Today is the 53rd anniversary of one of the best days of my life. My brother Bob was born this day, and as you can see from this early picture of us, he immediately removed all the pressure for me to be the cute one in the family.
I was nearly eight years older than him so in the first few years I was more often a baby sitter than a buddy. And later I missed all of his high school years, having moved out and started my own family long before then. It is a real joy for me that despite all that we have become very close friends as adults.
Bob was almost the opposite of me as a kid. He was an incredibly natural athlete, whereas I was - and am - not. Bob excelled in baseball and basketball. I feel proud when I walk a full block without stumbling.
But DNA always ends up showing through and we do share more or less the same hairline and sense of humor. In fact, I do not believe I laugh as much or as hard as I do when he and I are together.
Bob's a hard worker, a great father and in recent years has been a fabulous son, helping my folks in so many ways while their other son sits writing blogs half a world away. But this is a post celebrating his birthday, not a homegrown episode of "This Is Your Life". So let me wrap it up with one of my favorite memories.
I was 17 at the time, and he was 9. I was big. He was whatever size a 9-year-old is. When my parents went out, I was the default babysitter. But unlike somewhat more sedate nannies, the sound of their car leaving the driveway was often the starting whistle for a game of Buttons Ball.

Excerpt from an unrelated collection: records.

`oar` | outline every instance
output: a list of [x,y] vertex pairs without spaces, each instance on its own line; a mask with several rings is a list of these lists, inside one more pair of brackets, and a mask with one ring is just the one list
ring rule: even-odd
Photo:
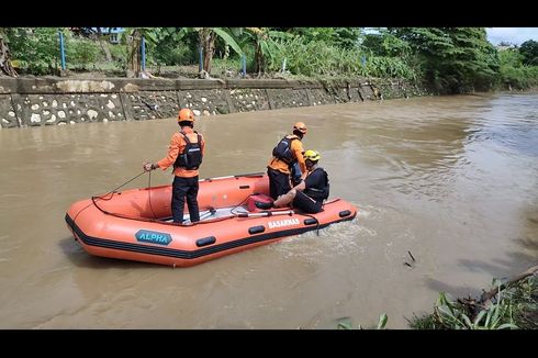
[[293,210],[285,211],[262,211],[260,213],[238,213],[237,217],[262,217],[262,216],[274,216],[274,215],[293,215],[295,212]]
[[[208,208],[208,211],[203,214],[200,214],[200,221],[204,220],[204,219],[208,219],[210,217],[211,215],[214,215],[216,213],[216,210],[215,208],[212,208],[212,206],[209,206]],[[189,215],[189,219],[184,219],[184,222],[190,222],[191,219],[190,219],[190,215]]]

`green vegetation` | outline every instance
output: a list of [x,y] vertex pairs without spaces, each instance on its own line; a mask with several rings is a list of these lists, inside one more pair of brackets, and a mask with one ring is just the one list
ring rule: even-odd
[[494,280],[493,298],[486,300],[458,299],[445,292],[434,313],[413,317],[410,326],[416,329],[536,329],[538,328],[538,279],[527,277],[502,291]]
[[157,76],[243,76],[245,56],[249,77],[405,79],[436,93],[538,87],[538,43],[496,48],[484,27],[125,27],[111,43],[114,29],[0,27],[0,72],[57,74],[61,31],[77,71],[139,76],[144,37],[146,71]]
[[[452,300],[440,292],[434,313],[407,320],[413,329],[537,329],[538,266],[506,282],[493,280],[492,289],[480,299]],[[379,316],[383,329],[386,314]],[[337,329],[354,329],[350,317],[336,320]],[[358,329],[362,329],[361,325]]]

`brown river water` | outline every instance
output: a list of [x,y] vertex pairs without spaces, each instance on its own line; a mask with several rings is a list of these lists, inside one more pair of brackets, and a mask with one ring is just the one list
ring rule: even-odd
[[173,119],[0,131],[0,328],[333,329],[382,313],[406,328],[439,291],[475,297],[538,262],[536,93],[201,118],[201,178],[264,171],[296,121],[357,217],[176,269],[90,256],[64,221],[164,157]]

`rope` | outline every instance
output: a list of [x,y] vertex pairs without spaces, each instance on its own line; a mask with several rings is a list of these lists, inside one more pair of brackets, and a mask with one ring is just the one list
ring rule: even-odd
[[[101,199],[101,200],[111,200],[111,199],[112,199],[112,197],[114,195],[114,193],[115,193],[115,191],[116,191],[117,189],[120,189],[121,187],[123,187],[123,186],[125,186],[125,184],[130,183],[131,181],[135,180],[136,178],[138,178],[139,176],[142,176],[144,172],[145,172],[145,171],[143,171],[143,172],[141,172],[139,175],[137,175],[136,177],[134,177],[134,178],[132,178],[132,179],[127,180],[126,182],[124,182],[124,183],[123,183],[123,184],[121,184],[120,187],[117,187],[117,188],[115,188],[115,189],[113,189],[113,190],[109,191],[109,192],[108,192],[108,193],[105,193],[104,195],[101,195],[101,197],[91,197],[91,203],[89,203],[89,204],[88,204],[88,205],[86,205],[85,208],[80,209],[80,210],[78,211],[78,213],[75,215],[75,217],[72,219],[72,221],[75,222],[75,221],[77,220],[78,215],[80,215],[80,213],[81,213],[82,211],[85,211],[86,209],[88,209],[88,208],[89,208],[89,206],[91,206],[92,204],[93,204],[93,205],[96,205],[96,208],[97,208],[97,209],[99,209],[100,211],[102,211],[103,213],[107,213],[104,210],[102,210],[101,208],[99,208],[99,206],[97,205],[97,203],[96,203],[96,199]],[[109,199],[105,199],[105,197],[107,197],[107,195],[109,195],[109,194],[112,194],[112,195],[111,195]]]

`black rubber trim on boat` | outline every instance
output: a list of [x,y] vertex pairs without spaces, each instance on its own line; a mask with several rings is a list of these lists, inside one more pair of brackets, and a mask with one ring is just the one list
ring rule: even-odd
[[215,236],[203,237],[203,238],[197,239],[197,246],[198,247],[208,246],[208,245],[214,244],[215,242],[216,242]]
[[266,231],[266,227],[264,225],[253,226],[253,227],[248,228],[248,233],[250,235],[259,234],[259,233],[262,233],[265,231]]
[[317,224],[317,219],[309,217],[303,221],[304,225],[314,225]]
[[338,215],[340,217],[344,217],[344,216],[349,216],[351,214],[351,211],[350,210],[343,210],[338,213]]
[[[345,217],[341,220],[336,220],[334,222],[320,225],[320,228],[327,227],[330,224],[336,224],[336,223],[340,223],[344,221],[348,221],[348,220],[351,220],[354,217],[355,217],[355,215],[348,216],[348,217]],[[66,214],[65,220],[66,220],[67,225],[72,230],[75,238],[78,238],[79,242],[83,243],[85,245],[94,246],[94,247],[104,247],[104,248],[123,250],[123,251],[141,253],[141,254],[147,254],[147,255],[176,257],[176,258],[180,258],[180,259],[195,259],[199,257],[213,255],[213,254],[216,254],[220,251],[225,251],[225,250],[229,250],[229,249],[234,249],[237,247],[247,246],[247,245],[251,245],[251,244],[256,244],[256,243],[260,243],[260,242],[265,242],[265,240],[270,240],[270,239],[276,239],[276,238],[280,238],[280,237],[303,234],[303,233],[306,233],[306,232],[310,232],[310,231],[317,228],[317,226],[305,226],[305,227],[301,227],[301,228],[283,230],[280,232],[272,232],[272,233],[267,233],[267,234],[261,234],[261,235],[237,238],[233,242],[211,245],[211,246],[202,247],[202,248],[199,248],[195,250],[181,250],[181,249],[176,249],[176,248],[157,247],[157,246],[150,246],[150,245],[144,245],[144,244],[137,244],[137,243],[122,243],[122,242],[116,242],[116,240],[112,240],[112,239],[108,239],[108,238],[92,237],[92,236],[86,235],[80,230],[80,227],[78,227],[77,224],[72,221],[72,219],[69,216],[69,214]]]

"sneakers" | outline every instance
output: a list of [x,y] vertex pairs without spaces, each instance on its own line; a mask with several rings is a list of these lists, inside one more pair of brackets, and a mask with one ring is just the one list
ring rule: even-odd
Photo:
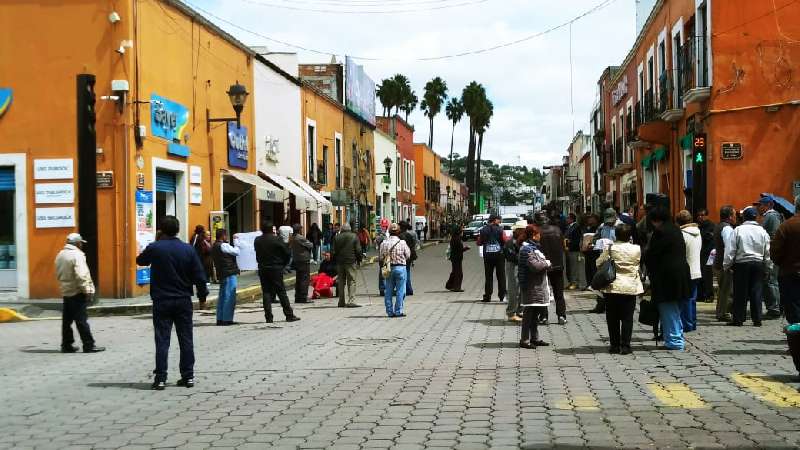
[[176,386],[182,386],[185,388],[193,388],[194,387],[194,378],[181,378],[175,383]]

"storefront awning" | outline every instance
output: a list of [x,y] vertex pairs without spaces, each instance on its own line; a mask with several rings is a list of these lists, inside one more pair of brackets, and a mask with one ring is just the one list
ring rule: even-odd
[[231,176],[242,183],[253,186],[256,189],[256,198],[261,201],[282,202],[286,200],[286,194],[283,191],[252,173],[222,169],[222,174]]
[[272,180],[275,184],[282,187],[284,191],[294,195],[295,197],[295,207],[301,211],[316,211],[317,210],[317,202],[314,198],[308,194],[306,191],[300,188],[300,186],[292,183],[288,178],[284,177],[283,175],[276,175],[273,173],[264,173],[261,172],[262,175],[268,177]]
[[309,186],[309,184],[306,183],[305,181],[303,181],[303,180],[301,180],[299,178],[294,178],[294,177],[287,177],[287,178],[289,178],[291,181],[293,181],[296,185],[300,186],[301,189],[306,191],[309,195],[311,195],[311,197],[314,198],[314,200],[317,202],[317,206],[318,206],[317,209],[320,212],[322,212],[323,214],[330,214],[331,213],[331,211],[333,210],[333,204],[331,204],[330,200],[328,200],[322,194],[317,192],[314,188]]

Buttons was our chihuahua. Typical of the breed she was dumb and aggressive. Buttons Ball was a pretty simple game. One of us would take Buttons' toy ball and have to hold onto it for, if memory serves me right, a count of 10. It was the job of the other guy to do whatever he could to wrestle the ball out of his opponent's hand and begin the ten count himself. No punching or kicking, but no Marquis of Queensbury rules, either.
Wait, you're saying. You were a fully grown 17-year-old, and he was a little 9-year-old. Well, that's true but the matches were usually quite even. That's partly because Bob was tough, strong and agile. And I wasn't. But mostly it was because Buttons was also playing.
This dog the size of a large rat was ferocious when we held her ball and she wanted it. She would yelp and growl, and when she saw even a bit of the ball she would scratch madly at your hand as she growled, trying to grab the ball in her teeth.
So you need to picture me as Big Guy desperately clutching the ball, while little guy is doing his best to bend my fingers back past breaking point, and all the while the yappy rat dog was baring her teeth and clawing at the skin on my hands.
It was a great game. We couldn't wait for the folks to leave. I don't remember much about the outcome of the Buttons Ball matches, but I do recall one of my friends at high school looking at me oddly when he asked why I had all these welts on the back of my hands and I told him I had babysat my brother the night before.
Happy birthday, Bob.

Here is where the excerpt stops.